In the case of CRM systems, the focus is on ensuring the user can perform the interaction as efficiently as possible and capture the key information needed to ensure the business can be managed effectively. The idea is, if the user can do their job efficiently and effectively, they will have time to give the customer the attention they need and the information on hand to make the interaction delightful.

The focus for CEM is not the user, but the customer. CEM ensures the experience for the customer is efficient and effective. While long waits on the phone to talk to a customer representative may be inevitable, given the resources available, an alternative is to offer the customer a call back service or encourage them to check an online FAQ while waiting. This is an example of improved CEM.

What Can Help Customers Most? CRM or CEM?

Accenture conducts an annual Global Consumer Pulse Survey. The latest survey (2013) has some insights on what frustrates customers globally with customer services:

CRM-CEM-GRAPH

 

In terms of which can help most, the CRM system or CEM, it is a bit of a mixed bag.
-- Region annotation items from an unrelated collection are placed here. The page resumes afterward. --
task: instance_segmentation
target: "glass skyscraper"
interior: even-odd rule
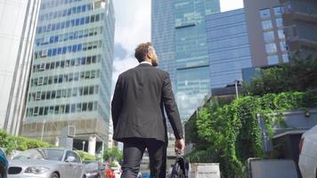
[[[13,135],[24,117],[40,2],[0,1],[0,128]]]
[[[211,88],[241,80],[252,67],[244,9],[207,15],[206,23]]]
[[[111,0],[42,1],[24,136],[55,142],[75,125],[75,147],[107,144],[114,23]]]
[[[210,93],[206,16],[220,12],[219,0],[175,0],[175,48],[176,98],[183,120]]]
[[[175,0],[152,0],[151,41],[159,59],[158,67],[169,73],[175,91],[174,2]]]

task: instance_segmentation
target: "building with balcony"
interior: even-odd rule
[[[13,135],[25,113],[40,3],[0,1],[0,128]]]
[[[111,0],[42,1],[23,136],[57,144],[72,125],[76,149],[108,146],[114,25]]]
[[[280,0],[280,3],[289,51],[299,52],[304,58],[310,54],[317,56],[317,2]]]

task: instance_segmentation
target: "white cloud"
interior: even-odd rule
[[[221,0],[220,7],[221,12],[243,8],[243,0]]]
[[[116,12],[115,43],[126,51],[113,61],[112,85],[118,75],[138,64],[136,45],[150,40],[150,0],[113,0]]]
[[[126,51],[126,55],[114,60],[112,85],[120,73],[137,65],[134,58],[136,45],[150,41],[150,1],[113,0],[116,13],[115,43]],[[243,0],[221,0],[222,12],[242,7]]]

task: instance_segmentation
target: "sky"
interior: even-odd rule
[[[116,16],[112,87],[118,75],[135,67],[137,44],[150,41],[150,0],[113,0]],[[221,11],[242,8],[243,0],[221,0]],[[158,56],[159,57],[159,56]]]

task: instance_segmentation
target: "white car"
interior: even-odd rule
[[[30,149],[9,161],[8,178],[85,178],[78,155],[61,149]]]
[[[111,169],[113,170],[113,173],[115,174],[116,178],[121,177],[122,171],[121,171],[120,167],[111,167]]]
[[[302,135],[298,166],[303,178],[317,178],[317,125]]]

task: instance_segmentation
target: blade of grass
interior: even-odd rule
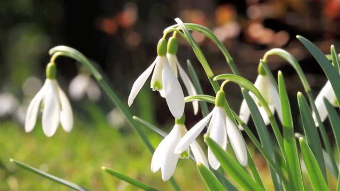
[[[223,186],[211,171],[201,163],[197,164],[197,166],[202,179],[210,191],[225,190]]]
[[[242,88],[242,95],[245,98],[248,108],[251,112],[251,115],[254,122],[255,127],[257,131],[257,134],[261,141],[261,144],[264,150],[270,155],[271,159],[275,161],[275,150],[273,147],[273,142],[270,138],[269,131],[267,129],[263,118],[259,113],[254,100],[249,95],[248,91],[244,88]],[[272,167],[269,166],[269,170],[273,180],[273,183],[276,191],[283,191],[282,183],[279,180],[278,175],[273,170]]]
[[[229,156],[216,142],[208,136],[205,136],[205,141],[221,163],[222,168],[228,172],[240,187],[246,191],[264,190],[253,180],[238,162]]]
[[[62,179],[60,178],[50,175],[48,173],[42,172],[29,165],[26,165],[26,164],[23,162],[18,161],[13,159],[10,159],[9,160],[9,161],[10,161],[10,162],[12,163],[15,164],[16,165],[17,165],[20,168],[22,168],[23,169],[26,170],[28,171],[39,175],[43,178],[45,178],[52,180],[56,183],[59,183],[61,185],[64,185],[74,190],[78,191],[89,191],[89,190],[85,189],[74,183],[72,183],[64,179]]]
[[[300,138],[300,146],[313,190],[315,191],[329,191],[314,155],[302,137]]]
[[[300,160],[298,154],[296,142],[294,134],[293,119],[290,105],[286,90],[283,76],[279,71],[278,81],[281,107],[282,110],[282,125],[284,142],[285,158],[287,162],[288,177],[292,183],[293,190],[303,191]]]
[[[125,181],[132,185],[133,185],[136,187],[138,187],[140,189],[142,189],[144,191],[159,191],[159,190],[152,187],[151,186],[149,186],[145,183],[143,183],[140,181],[137,181],[136,179],[133,179],[114,170],[104,167],[101,167],[101,169],[107,173],[110,174],[110,175],[113,175],[119,179]]]
[[[191,78],[192,83],[193,83],[197,94],[203,94],[203,90],[202,89],[202,86],[201,86],[201,83],[199,82],[197,74],[195,71],[193,66],[192,66],[192,64],[191,64],[191,62],[190,62],[190,60],[188,60],[186,61],[186,63],[188,66],[188,69],[189,70],[189,74]],[[199,106],[201,107],[202,114],[203,117],[206,116],[209,113],[207,103],[204,102],[199,102]]]
[[[307,100],[301,92],[297,94],[299,109],[301,115],[303,129],[306,135],[307,143],[310,146],[317,161],[321,169],[321,172],[325,181],[327,180],[326,165],[322,154],[322,145],[319,136],[317,128],[315,126],[311,111]]]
A better designed CRM system can help with:

  • Automated escalation and notification processes to ensure a customer does not need to contact a company multiple times for the same reason.
  • Ensuring a customer’s information is readily available so a customer does not have to repeat themselves.
  • Ensuring personal information is secure and only appropriate information is shared within the organisation and outside of it.

CEM can help with:

  • Ensuring there are options other than being on-hold
  • Ensuring service agents are respectful and actually listen
  • Aligning brand promise to service delivery
  • Ensuring, if a question cannot be answered, there are options to escalate so that it can

This shows it is not CRM or CEM but CRM and CEM. Both work together to ensure an optimal outcome for customers.